The last region of European Cuisine focused on in TEC was Northern Europe and the United Kingdom. Like much of the rest of the world, breakfast and lunch is usually the largest and heaviest of day. To introduce us to the cuisine, my instructor had us look up the components of Simpson’s In the Strand’s famous breakfast plate The Ten Deadly Sins:
1. Cumberland Sausage
2. Streaky and Back Bacon
3. Stornoway Black Pudding
4. Fried Mushrooms
5. Baked Tomato
7. Fried Bread
8. Bubble & Squeak
9. Baked Beans
10. Eggs (Fried, Poached, or Scrambled)
And you thought Waffle House’s All-Star Breakfast was over the top…
I did not record as many picture this production day, probably because most of the items as you can imagine involved lots of potatoes, butter, and cream. My group produced corned beef, creamed peas, cauliflower with cheese, and a fennel and mushroom ravioli.
The Irish corned beef had been submerged in a brine for about a week. The brine had spices like peppercorn, mustard seeds, whole allspice, and whole cloves mixed with vinegar, wine and oil. The creamed peas were sauteed with a mint infused cream sauce, though I was bit hesitant about integrating mint in something other than chocolate chip ice cream, the mint hints added a light balance to the creaminess of the dish. One of my group members took on the daunting task of making the cheese sauce via tempering a egg into a hot cream sauce. He had some difficulties the first time around, but eventually figured out the secret to thick the sauce without scrambling the eggs. My other teammate and I worked on the fennel and mushroom ravioli. I made the filling and pasta dough, then used the pasta maker to roll out thin pasta sheets to make the ravioli.
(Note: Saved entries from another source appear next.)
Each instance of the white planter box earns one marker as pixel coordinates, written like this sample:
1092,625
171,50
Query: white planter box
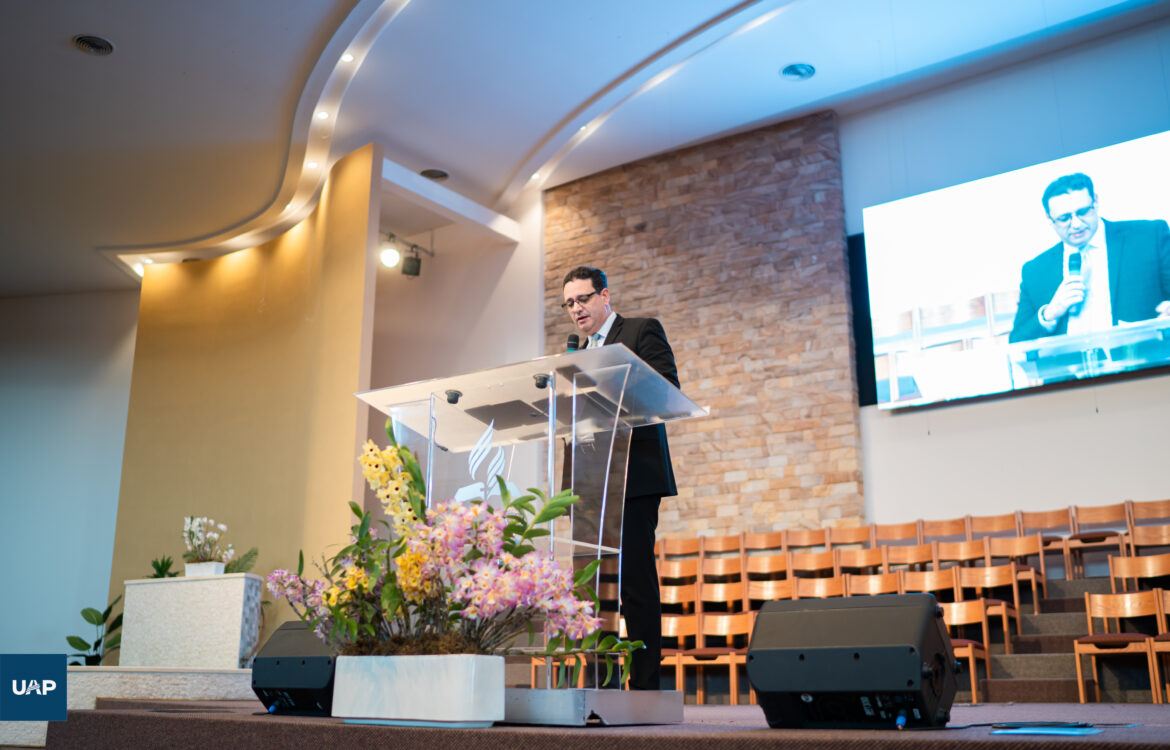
446,690
210,623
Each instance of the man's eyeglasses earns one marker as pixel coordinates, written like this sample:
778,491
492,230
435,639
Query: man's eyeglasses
1080,213
569,304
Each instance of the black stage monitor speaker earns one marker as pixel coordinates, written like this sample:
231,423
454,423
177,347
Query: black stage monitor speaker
294,673
858,662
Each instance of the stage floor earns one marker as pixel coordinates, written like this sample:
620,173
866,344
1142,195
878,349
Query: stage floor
137,723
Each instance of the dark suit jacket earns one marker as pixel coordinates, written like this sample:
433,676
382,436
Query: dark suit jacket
1138,277
649,469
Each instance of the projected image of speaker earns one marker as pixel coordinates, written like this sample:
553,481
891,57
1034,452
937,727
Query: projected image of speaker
293,674
862,662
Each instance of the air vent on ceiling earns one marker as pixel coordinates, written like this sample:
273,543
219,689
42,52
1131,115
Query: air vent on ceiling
93,45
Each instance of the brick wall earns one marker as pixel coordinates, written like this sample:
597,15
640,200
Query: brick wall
738,247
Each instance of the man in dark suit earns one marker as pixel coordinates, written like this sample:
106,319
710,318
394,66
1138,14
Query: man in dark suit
649,474
1094,277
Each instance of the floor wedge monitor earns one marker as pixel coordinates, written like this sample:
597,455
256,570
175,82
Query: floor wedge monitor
866,662
294,673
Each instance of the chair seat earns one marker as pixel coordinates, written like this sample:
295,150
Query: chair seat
1112,640
713,652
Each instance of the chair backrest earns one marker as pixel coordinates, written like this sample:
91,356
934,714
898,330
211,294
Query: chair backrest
1046,522
679,548
1003,524
984,579
896,534
1148,536
936,582
1112,518
765,542
839,536
1113,607
866,561
872,584
1146,511
1143,566
765,591
917,556
764,566
1018,549
969,612
944,530
964,554
821,563
818,587
722,597
805,538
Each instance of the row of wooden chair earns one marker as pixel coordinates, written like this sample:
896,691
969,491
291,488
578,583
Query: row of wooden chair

After learning how to make fresh any sort of pasta, I feel too guilty to go and buy dried boxed ones now…but I do need a pasta maker (hint hint Mom and Dad).
Being sort of a health nut, I was quite disappointed that our vegetable choices were all drenched in butter, cream, and cheese but the aim of the class was to expand my repertoire with the traditional recipes. The menu of each European region is of course, not representative of what is consumed on a daily basis just like as Americans, we do not consume pizza, cheeseburgers, and steaks everyday, (well at least a majority of us).
I hope you are testing out some warming fall recipes this weekend as the fall chill has settled in and does not look like it is going to leave anytime soon.